To further study the association between the hub genes and the OS of GC patients, survival analyses for all the genes in the 5 clusters were carried out. The results suggested that 66 genes were significantly correlated with the clinical outcomes of GC patients. Subsequently, the 7 overlapping genes between the prognosis-related genes and hub genes in the PPI network were extracted. They included angiopoietin 2 (ANGPT2) (see Figure 4A), collagen type IV alpha 1 chain (COL4A1) (see Figure 4B), collagen type IV alpha 2 chain (COL4A2) (see Figure 4C), fibronectin 1 (FN1) (see Figure 4D), platelet-derived growth factor receptor beta (PDGFRB) (see Figure 4E), thrombospondin 1 (THBS1) (see Figure 4F), and vascular endothelial growth factor C (VEGFC) (see Figure 4G).
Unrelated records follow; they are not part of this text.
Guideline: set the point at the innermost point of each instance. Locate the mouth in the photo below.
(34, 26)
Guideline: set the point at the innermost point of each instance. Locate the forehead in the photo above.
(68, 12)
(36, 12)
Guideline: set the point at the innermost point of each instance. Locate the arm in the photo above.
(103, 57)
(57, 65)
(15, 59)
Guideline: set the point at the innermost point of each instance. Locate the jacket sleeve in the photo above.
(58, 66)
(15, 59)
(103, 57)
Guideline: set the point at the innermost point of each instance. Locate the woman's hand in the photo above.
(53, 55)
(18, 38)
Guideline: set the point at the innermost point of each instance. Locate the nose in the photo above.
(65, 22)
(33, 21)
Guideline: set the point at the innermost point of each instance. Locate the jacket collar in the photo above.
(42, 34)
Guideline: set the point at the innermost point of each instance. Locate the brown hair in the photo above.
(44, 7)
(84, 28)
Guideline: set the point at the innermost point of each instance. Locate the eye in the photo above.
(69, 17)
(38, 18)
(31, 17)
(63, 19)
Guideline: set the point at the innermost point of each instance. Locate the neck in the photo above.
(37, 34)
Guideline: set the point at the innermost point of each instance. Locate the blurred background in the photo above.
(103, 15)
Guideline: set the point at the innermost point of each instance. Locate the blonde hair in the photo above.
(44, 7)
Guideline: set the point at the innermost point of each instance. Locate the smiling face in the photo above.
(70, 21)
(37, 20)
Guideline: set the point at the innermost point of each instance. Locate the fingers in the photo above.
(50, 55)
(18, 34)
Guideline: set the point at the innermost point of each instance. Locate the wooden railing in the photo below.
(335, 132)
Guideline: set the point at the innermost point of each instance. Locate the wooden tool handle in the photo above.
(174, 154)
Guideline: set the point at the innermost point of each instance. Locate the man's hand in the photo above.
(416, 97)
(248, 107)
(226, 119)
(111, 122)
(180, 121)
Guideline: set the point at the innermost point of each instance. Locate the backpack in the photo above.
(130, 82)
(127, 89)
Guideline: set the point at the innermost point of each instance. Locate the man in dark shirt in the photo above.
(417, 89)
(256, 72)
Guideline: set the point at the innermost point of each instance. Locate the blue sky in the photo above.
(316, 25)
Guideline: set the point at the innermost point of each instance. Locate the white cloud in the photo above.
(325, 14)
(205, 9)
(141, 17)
These genes were all upregulated, and their high expression levels were associated with a poor prognosis.

Figure 4 The Kaplan-Meier survival curves for (A) ANGPT2; (B) COL4A1; (C) COL4A2; (D) FN1; (E) PDGFRB; (F) THBS1; and (G) VEGFC.

Prediction of drug-gene interactions

The correlations between the 7 prognosis-associated genes and drugs were predicted using the DGIdb database. There were 20 drug-gene interaction pairs, including 4 upregulated genes (i.e., PDGFRB, ANGPT2, VEGFC, and THBS1) and 18 drugs (see Figure 5).

Figure 5 Drug-gene interactions based on the DGIdb database. The pink circles represent the upregulated genes in cluster 3, and the yellow squares represent the drugs.

Data validation

A differential expression analysis was conducted on TCGA-STAD data set to verify our GEO data set findings. In total, 1,178 DEGs were identified between the GC and normal samples, including 737 upregulated genes and 441 downregulated genes. Next, a Venn analysis was conducted with the intersection DEGs from the GEO data set and the DEGs from TCGA-STAD data set (see Figure 6). We identified 131 overlapping genes, including 3 prognosis-related genes (i.e., COL4A1, PDGFRB, and FN1).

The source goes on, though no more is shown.